Solar is rapidly becoming an important tool for reducing the operational costs of African farms, he said. “Many farm activities take place during the day, when solar power is readily available,” he commented.
“Having a solar system perfectly aligns with the operational nature of farms, significantly reducing power requirements. Many farms have cold stores, and these tend to require the most energy during the day or when it is hot, which also happens to be when solar generation is at its highest.”
New funding models to unlock fallow capacity
Moyo said Sun Exchange’s funding model was a decisive factor in enabling Nhimbe's move to solar. The benefit of the concept is that the upfront costs of purchase and installation are borne by Sun Exchange investors, who then profit from electricity payments made by the customer.

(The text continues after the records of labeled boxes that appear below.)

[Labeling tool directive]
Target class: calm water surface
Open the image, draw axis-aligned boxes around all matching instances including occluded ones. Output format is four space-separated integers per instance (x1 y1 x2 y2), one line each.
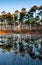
0 48 42 65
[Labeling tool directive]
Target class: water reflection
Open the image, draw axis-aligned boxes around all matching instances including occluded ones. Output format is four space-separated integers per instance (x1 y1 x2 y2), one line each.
0 46 42 65
0 35 42 65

“This allows farms and agribusinesses to go solar with no equipment, installation, insurance or ongoing operational costs,” said Cambridge, resulting "in an immediate energy-cost reduction of at least 20 percent and average savings of over 40 percent over the full 20-year lease term.”
Other procurement options are available as well. Spencer with the South African Photovoltaic Industry Association said the most common model is to purchase a solar system outright, which yields a payback period of between three and five years.

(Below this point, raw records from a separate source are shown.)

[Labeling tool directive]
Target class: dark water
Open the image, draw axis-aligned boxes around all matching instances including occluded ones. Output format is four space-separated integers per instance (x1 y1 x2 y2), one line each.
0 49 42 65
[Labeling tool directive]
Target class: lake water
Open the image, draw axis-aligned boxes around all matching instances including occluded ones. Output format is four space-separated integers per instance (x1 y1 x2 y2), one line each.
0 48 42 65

Another model that may be viable for agricultural PV in South Africa is the property-assessed clean energy scheme, which allows asset owners to finance the upfront cost of energy and then pay the costs back over time through a voluntary assessment and with debt tied to property.
Mixing solar with crops vs. rooftop and greenfield alternatives
Access to finance will be likely to further increase agri-PV’s momentum in Africa. But it remains to be seen whether the purported benefits of pairing PV with farming can be replicated in other parts of the world — particularly when solar panels are sited directly on farmland.

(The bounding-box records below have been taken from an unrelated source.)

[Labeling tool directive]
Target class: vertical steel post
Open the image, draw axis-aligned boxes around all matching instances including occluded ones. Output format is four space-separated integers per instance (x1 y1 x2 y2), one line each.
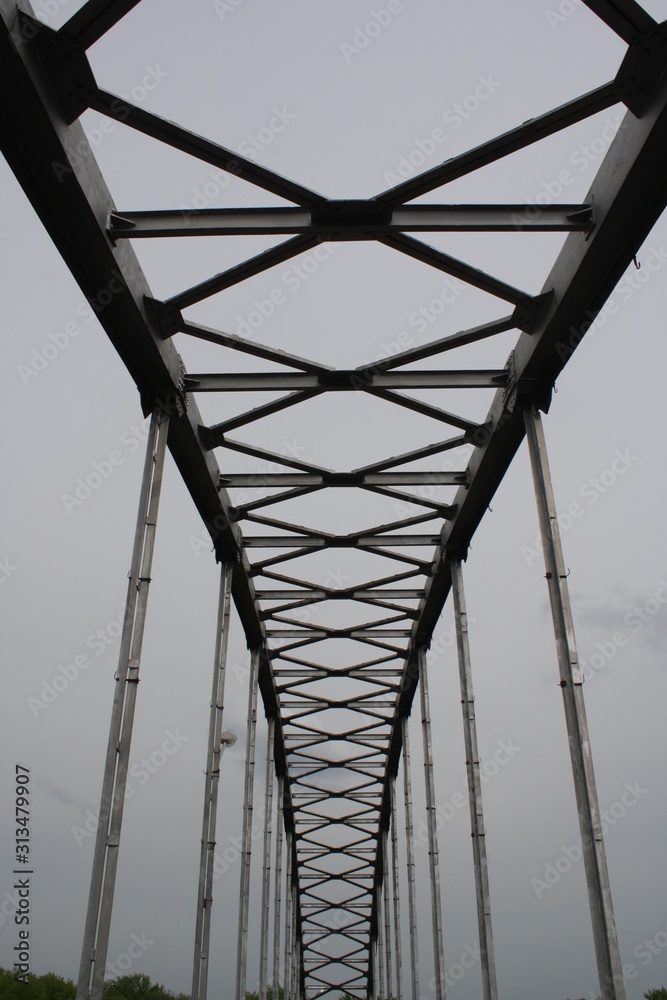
192 563 233 1000
382 830 393 1000
294 904 303 1000
391 775 403 1000
401 715 419 1000
259 715 276 1000
366 937 377 1000
284 830 293 1000
272 777 286 1000
450 559 498 1000
236 649 260 1000
375 882 384 1000
290 876 299 1000
417 646 445 1000
524 408 625 1000
77 406 169 1000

One BloombergNEF study in China, where several gigawatts of PV are co-located with agriculture, found the main reason for the pairing was limited land availability in regions with strong electricity demand and grid resources. The situation wasn’t optimal for farming or for PV, the study found.
“The problem with a global analysis of anything to do with agriculture is it differs by the climatic conditions, the crop you want to grow [and] the availability of labor and machinery,” Jenny Chase, head of solar analysis at BloombergNEF, wrote in an email. “It can even differ by year.”
As a result, she said, when it comes to agriculture and PV, “I am cautious and for now think that the best place to put solar panels is on an opaque roof that you know will be standing for at least 30 years.”